O governador Raimundo Colombo marcou mais um ponto com os prefeitos ao resolver um imbróglio que vinha se arrastando desde o final do ano passado. Vai pagar a dívida de R$ 437 milhões que o Estado tem com os municípios referente ao ICMS e ao Fundeb retidos no FundoSocial. A presidente da Federação dos Municípios (Fecam), Adeliana Dal Pont, prefeita de São José, está dando a boa notícia aos prefeitos junto com outra: o 1% de adicional do Fundo de Participação dos Municípios (FPM)  garantirá R$ 149 milhões às cidades catarinenses ainda este mês. Para coroar a safra de boas notícias, Adeliana informa que o termo de cessão de licenciamento ambiental, o Sinfat, começa a operar para integrar o licenciamento entre o Estado e os municípios.


FALANDO NISSO

“Em 2016, tivemos quase 300 novos produtos, que geraram 16% de receita sobre o faturamento da companhia, acima da nossa meta anual de 10%”
Leonardo Fausto Zipf, presidente da Duas Rodas, uma das indústrias mais inovadoras do país pelo ranking do anuário Valor Inovação Brasil


EM QUEDA

A Veja.com também registra a vertiginosa queda do país no campo da inovação.
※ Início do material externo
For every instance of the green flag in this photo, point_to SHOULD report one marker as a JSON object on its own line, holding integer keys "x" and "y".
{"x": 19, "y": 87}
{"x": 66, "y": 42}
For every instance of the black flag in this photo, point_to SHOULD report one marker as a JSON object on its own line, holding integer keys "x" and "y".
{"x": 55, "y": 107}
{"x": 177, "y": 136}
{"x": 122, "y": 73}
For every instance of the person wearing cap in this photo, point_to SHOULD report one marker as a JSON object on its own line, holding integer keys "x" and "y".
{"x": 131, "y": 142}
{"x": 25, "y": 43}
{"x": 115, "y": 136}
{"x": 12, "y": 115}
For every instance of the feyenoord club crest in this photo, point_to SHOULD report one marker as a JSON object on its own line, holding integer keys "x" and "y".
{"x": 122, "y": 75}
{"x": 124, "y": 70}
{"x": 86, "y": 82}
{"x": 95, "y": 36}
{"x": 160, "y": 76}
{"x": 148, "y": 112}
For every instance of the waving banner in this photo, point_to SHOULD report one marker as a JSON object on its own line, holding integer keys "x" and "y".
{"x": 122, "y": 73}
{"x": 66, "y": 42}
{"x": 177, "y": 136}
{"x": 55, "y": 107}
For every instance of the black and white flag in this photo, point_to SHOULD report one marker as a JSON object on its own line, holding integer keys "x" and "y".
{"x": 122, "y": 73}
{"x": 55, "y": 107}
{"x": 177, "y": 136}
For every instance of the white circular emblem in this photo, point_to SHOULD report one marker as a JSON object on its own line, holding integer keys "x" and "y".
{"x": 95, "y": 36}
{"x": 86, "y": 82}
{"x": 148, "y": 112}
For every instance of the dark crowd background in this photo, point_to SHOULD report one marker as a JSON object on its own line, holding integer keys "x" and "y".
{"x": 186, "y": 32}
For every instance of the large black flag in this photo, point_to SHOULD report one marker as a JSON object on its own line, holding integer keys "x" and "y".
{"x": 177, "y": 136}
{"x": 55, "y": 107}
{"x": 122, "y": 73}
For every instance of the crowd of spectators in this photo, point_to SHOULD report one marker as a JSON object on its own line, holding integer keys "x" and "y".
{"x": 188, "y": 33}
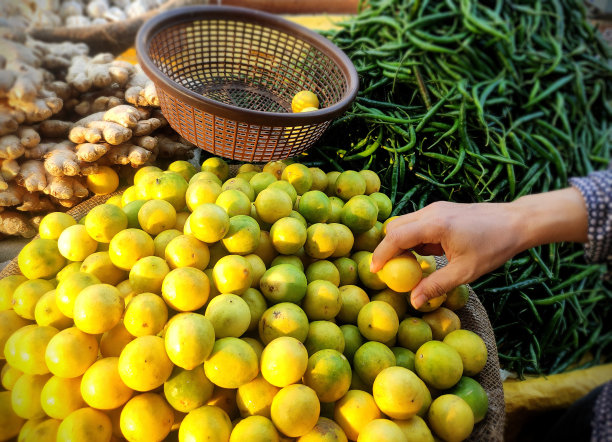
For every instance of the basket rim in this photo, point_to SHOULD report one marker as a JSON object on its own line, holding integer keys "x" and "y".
{"x": 274, "y": 119}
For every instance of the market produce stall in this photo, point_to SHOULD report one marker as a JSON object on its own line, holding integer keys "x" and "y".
{"x": 425, "y": 123}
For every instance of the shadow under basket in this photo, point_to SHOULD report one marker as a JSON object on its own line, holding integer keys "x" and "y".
{"x": 225, "y": 77}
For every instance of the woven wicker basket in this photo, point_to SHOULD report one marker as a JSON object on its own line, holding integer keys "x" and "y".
{"x": 473, "y": 317}
{"x": 225, "y": 78}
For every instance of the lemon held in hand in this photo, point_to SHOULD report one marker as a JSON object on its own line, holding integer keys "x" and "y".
{"x": 401, "y": 273}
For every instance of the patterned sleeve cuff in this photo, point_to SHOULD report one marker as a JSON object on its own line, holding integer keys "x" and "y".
{"x": 596, "y": 189}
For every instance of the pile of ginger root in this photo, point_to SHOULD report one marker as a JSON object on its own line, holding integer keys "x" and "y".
{"x": 63, "y": 115}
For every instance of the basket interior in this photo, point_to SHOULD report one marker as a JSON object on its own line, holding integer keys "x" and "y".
{"x": 245, "y": 64}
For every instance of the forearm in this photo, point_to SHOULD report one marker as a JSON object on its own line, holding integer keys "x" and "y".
{"x": 544, "y": 218}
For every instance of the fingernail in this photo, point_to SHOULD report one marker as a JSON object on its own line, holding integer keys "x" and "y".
{"x": 418, "y": 301}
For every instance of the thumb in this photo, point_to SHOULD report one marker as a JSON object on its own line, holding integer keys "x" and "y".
{"x": 436, "y": 284}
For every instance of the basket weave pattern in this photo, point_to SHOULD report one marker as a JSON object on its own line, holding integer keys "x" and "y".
{"x": 243, "y": 64}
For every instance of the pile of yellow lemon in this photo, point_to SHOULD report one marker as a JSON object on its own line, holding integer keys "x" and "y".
{"x": 202, "y": 307}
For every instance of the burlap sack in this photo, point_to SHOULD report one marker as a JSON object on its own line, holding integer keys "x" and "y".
{"x": 473, "y": 317}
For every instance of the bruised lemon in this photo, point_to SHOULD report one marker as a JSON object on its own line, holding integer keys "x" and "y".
{"x": 144, "y": 364}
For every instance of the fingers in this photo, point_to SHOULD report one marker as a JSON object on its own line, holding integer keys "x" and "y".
{"x": 399, "y": 238}
{"x": 437, "y": 284}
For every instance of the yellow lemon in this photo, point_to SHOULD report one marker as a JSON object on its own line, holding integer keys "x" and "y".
{"x": 8, "y": 284}
{"x": 209, "y": 223}
{"x": 398, "y": 392}
{"x": 71, "y": 352}
{"x": 229, "y": 314}
{"x": 100, "y": 265}
{"x": 381, "y": 430}
{"x": 186, "y": 289}
{"x": 304, "y": 99}
{"x": 284, "y": 361}
{"x": 372, "y": 181}
{"x": 98, "y": 308}
{"x": 471, "y": 348}
{"x": 139, "y": 176}
{"x": 322, "y": 300}
{"x": 27, "y": 294}
{"x": 349, "y": 184}
{"x": 326, "y": 430}
{"x": 128, "y": 246}
{"x": 295, "y": 410}
{"x": 147, "y": 274}
{"x": 103, "y": 222}
{"x": 61, "y": 396}
{"x": 208, "y": 423}
{"x": 144, "y": 364}
{"x": 69, "y": 288}
{"x": 321, "y": 241}
{"x": 225, "y": 399}
{"x": 85, "y": 424}
{"x": 25, "y": 349}
{"x": 10, "y": 322}
{"x": 146, "y": 417}
{"x": 189, "y": 339}
{"x": 254, "y": 428}
{"x": 354, "y": 411}
{"x": 53, "y": 224}
{"x": 47, "y": 312}
{"x": 232, "y": 274}
{"x": 415, "y": 429}
{"x": 104, "y": 181}
{"x": 255, "y": 397}
{"x": 372, "y": 358}
{"x": 10, "y": 422}
{"x": 40, "y": 258}
{"x": 202, "y": 191}
{"x": 258, "y": 268}
{"x": 288, "y": 235}
{"x": 283, "y": 319}
{"x": 323, "y": 335}
{"x": 442, "y": 322}
{"x": 101, "y": 386}
{"x": 353, "y": 298}
{"x": 401, "y": 273}
{"x": 171, "y": 187}
{"x": 114, "y": 341}
{"x": 162, "y": 240}
{"x": 328, "y": 373}
{"x": 146, "y": 314}
{"x": 234, "y": 202}
{"x": 155, "y": 216}
{"x": 25, "y": 395}
{"x": 231, "y": 363}
{"x": 345, "y": 240}
{"x": 273, "y": 204}
{"x": 216, "y": 166}
{"x": 451, "y": 418}
{"x": 184, "y": 168}
{"x": 186, "y": 390}
{"x": 347, "y": 269}
{"x": 378, "y": 321}
{"x": 75, "y": 244}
Segundo o site, no Índice Global de Inovação de 2017 o país amargou a 69ª posição, atrás do Bahrein, Vietnam e Arábia Saudita. Essa situação contrastante com o tamanho da economia nacional, que está estre as dez maiores do mundo. De 2011 para cá, o Brasil caiu 22 posições no ranking. 


NANOVETORES

Para mostrar como deveria ser o investimento em inovação no Brasil, a Veja.com dá como exemplo uma empresa catarinense, a Nanovetores, instalada no Sapiens Parque, em Florianópolis. Conta a reportagem que Betina Ramos, formada em Farmácia pela UFSC, notou uma carência no mercado brasileiro que ela poderia suprir. Uniu os seus conhecimentos técnicos com a habilidade de gestão do marido, Ricardo Ramos, e juntos (foto) fundaram a empresa, focada no desenvolvimento sustentável de sistemas de nanoencapsulação de princípios ativos. Com o apoio de editais de subvenção de agências de fomento, Betina conseguiu desenvolver uma tecnologia de ponta capaz de colocar produtos químicos em cápsulas muito pequenas, que atingem regiões mais profundas da pele. Em 2012, a Nanovetores recebeu o aporte de um fundo de investimentos, passou a participar de feiras internacionais e a exportar tecnologia. Hoje tem uma sede comercial nos EUA e conta com 22 distribuidores ao redor do mundo, atendendo 24 países.